The first Pillar, and the first distinctly Muslim practice enacted by Muhammad in Mecca, is salat, or ritual prayer. There are two kinds of prayer in Islam: du‘a, which refers to individual, informal communication between the believer and God; and salat, which is the ritualized, obligatory prayer performed five times a day: sunrise, noon, afternoon, sunset, and evening. Salat, which means “to bow, bend, or stretch,” is composed of a series of yogic movements that include standing, bowing, rising, sitting, turning east and west, and falling prostrate, all repeated in cycles (called raka’
ah), and accompanied by specific verses from the Quran.

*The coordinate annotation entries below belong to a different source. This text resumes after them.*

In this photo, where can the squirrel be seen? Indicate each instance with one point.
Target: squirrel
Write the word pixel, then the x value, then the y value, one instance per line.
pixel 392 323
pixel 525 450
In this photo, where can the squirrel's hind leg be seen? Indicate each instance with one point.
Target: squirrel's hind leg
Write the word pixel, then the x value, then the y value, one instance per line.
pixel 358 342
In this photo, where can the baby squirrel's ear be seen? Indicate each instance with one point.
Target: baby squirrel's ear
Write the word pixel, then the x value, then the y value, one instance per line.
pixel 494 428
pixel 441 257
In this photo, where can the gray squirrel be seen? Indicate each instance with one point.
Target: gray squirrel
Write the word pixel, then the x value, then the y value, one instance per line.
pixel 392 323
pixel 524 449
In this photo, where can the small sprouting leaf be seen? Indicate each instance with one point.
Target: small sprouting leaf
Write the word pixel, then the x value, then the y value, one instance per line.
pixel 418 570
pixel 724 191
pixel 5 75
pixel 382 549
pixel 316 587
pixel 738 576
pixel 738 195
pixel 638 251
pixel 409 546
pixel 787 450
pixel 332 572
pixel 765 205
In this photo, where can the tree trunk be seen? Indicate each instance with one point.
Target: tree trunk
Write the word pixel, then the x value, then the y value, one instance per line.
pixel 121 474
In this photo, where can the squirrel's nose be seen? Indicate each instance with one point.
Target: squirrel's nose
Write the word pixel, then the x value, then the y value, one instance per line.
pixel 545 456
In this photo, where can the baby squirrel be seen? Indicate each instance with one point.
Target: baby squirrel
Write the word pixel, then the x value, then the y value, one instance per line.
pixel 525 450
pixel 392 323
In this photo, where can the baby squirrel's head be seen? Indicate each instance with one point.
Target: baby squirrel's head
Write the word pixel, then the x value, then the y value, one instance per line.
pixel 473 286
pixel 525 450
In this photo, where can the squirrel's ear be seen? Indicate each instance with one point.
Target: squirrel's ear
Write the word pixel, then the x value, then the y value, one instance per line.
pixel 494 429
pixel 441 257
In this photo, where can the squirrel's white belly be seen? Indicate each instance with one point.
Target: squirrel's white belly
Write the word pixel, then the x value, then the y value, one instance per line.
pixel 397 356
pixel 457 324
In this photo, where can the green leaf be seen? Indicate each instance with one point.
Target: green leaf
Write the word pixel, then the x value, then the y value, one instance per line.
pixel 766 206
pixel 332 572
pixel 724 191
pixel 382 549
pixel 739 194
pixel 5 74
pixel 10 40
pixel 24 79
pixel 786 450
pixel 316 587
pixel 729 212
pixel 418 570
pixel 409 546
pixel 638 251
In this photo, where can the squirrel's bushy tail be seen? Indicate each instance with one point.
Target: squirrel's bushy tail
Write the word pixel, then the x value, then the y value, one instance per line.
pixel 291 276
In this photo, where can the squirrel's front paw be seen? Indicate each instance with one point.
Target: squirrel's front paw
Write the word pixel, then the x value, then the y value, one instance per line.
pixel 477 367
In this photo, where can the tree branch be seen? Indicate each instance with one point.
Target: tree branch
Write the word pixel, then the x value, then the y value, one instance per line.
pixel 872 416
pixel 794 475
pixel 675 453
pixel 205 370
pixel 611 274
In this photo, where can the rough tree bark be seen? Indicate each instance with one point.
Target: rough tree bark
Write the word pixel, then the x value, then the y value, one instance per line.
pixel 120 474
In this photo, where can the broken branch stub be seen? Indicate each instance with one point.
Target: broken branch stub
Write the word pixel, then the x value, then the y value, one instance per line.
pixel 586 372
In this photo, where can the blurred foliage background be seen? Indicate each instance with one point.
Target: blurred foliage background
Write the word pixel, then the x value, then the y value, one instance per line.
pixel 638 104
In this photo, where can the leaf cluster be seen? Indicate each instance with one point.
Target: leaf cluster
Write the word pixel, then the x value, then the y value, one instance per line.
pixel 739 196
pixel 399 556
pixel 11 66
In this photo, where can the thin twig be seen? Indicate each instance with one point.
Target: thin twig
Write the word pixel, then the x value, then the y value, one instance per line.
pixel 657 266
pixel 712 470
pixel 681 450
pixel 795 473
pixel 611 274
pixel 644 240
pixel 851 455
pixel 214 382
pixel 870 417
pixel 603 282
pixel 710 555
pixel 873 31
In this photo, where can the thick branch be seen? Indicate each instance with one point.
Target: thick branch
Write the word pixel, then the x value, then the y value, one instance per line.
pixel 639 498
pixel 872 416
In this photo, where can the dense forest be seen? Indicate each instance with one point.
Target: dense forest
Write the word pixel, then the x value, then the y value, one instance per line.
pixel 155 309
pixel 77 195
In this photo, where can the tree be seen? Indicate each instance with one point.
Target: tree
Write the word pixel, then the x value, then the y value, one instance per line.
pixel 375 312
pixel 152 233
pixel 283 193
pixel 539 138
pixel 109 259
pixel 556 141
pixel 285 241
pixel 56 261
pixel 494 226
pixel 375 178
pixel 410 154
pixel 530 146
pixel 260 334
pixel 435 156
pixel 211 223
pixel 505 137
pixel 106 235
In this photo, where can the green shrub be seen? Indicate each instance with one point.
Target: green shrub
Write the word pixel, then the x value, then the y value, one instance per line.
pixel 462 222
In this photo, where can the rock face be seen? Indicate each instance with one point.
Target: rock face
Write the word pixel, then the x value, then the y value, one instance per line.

As with all Muslim rituals, salat can begin only after the intention to pray is voiced, and only while the Muslim faces toward Mecca, the direction of prayer, or qiblah. Although salat can be performed individually as a means to purify and cleanse the soul, it is meant to be a communal act that binds the Ummah as a single body. For this reason, it is always preferable to perform salat in a place of assembly. Indeed, one particular salat—the noon prayer on Fridays (salat al-jum‘a)—must be performed in the mosque, in the presence of the community. And while five daily prayers may seem like a heavy burden, the obligation is suspended for the sick, those who are traveling, or anyone else who is unable to perform them for any justifiable reason; if one wishes, missed salats can always be made up at a later time.
The second Pillar was also established in the early years of Muhammad’s movement in Mecca. This is the paying of alms, or zakat. As previously explained, zakat is alms given as a tax to the community, which is then distributed to the poor to ensure their care and protection. It is not a voluntary tithe; it is a religious obligation. Zakat literally means “purification,” and it is a reminder to all Muslims of their social and economic responsibilities to the Ummah. Of course, zakat is paid only by those who can afford to do so; otherwise, one would receive zakat.
As the Ummah developed into an empire, zakat transformed from an obligatory almsgiving to a sort of state tax levied on all Muslims (as mentioned earlier, non-Muslims, such as Christians and Jews, paid a wholly separate “protection tax” called jizyah). During the height of the Caliphate, it was common practice to use zakat to fund the army—a practice that caused an uproar from many in the Muslim community. With the end of the Caliphal period and the rise of the modern nation-state, Muslim governments increasingly took upon themselves the role of collecting and distributing zakat. Indeed, the payment of zakat, though deliberately differentiated from regular state taxes, has become mandatory in a number of Muslim countries including Pakistan, Libya, Yemen, and Saudi Arabia, the latter of which imposes zakat on both individuals and businesses. However, most Muslims continue the traditional practice of paying zakat individually to their local mosque or religious institution, which then distributes the funds to the neediest members of the community.